Programmable Drug Release from a Dual-Stimuli Responsive Magnetic Metal–Organic Framework

[Image: see text] Along with the increasing incidence of cancer and drawbacks of traditional drug delivery systems (DDSs), developing novel nanocarriers for sustained targeted-drug release has become urgent. In this regard, metal–organic frameworks (MOFs) have emerged as potential candidates due to their structural flexibility, defined porosity, lower toxicity, and biodegradability. Herein, a FeMn-based ferromagnetic MOF was synthesized from a preassembled Fe(2)Mn(μ(3)-O) cluster. The introduction of the Mn provided the ferromagnetic character to FeMn-MIL-88B. 5-Fluoruracil (5-FU) was encapsulated as a model drug in the MOFs, and its pH and H(2)S dual-stimuli responsive controlled release was realized. FeMn-MIL-88B presented a higher 5-FU loading capacity of 43.8 wt % and rapid drug release behavior in a tumor microenvironment (TME) simulated medium. The carriers can rapidly release loaded drug of 70% and 26% in PBS solution (pH = 5.4) and NaHS solution (500 μM) within 24 h.
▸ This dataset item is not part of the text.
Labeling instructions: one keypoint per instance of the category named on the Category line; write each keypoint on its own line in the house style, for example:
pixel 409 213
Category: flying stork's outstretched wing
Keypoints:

The application of mathematical release models indicated 5-FU release from carriers can be precisely fitted to the first-order, second-order, and Higuchi models of release. Moreover, the cytotoxicity profile of the carrier against human embryonic kidney cells (HEK293T) suggests no adverse effects up to 100 μg/mL. The lesser toxic effect on cell viability can be attributed to the low toxicity values [LD(50) (Fe) = 30 g·kg(–1), (Mn) = 1.5 g·kg(–1), and (terephthalic acid) = 5 g·kg(–1)] of the MOFs structural components. Together with dual-stimuli responsiveness, ferromagnetic nature, and low toxicity, FeMn-MIL-88B MOFs can emerge as promising carriers for drug delivery applications.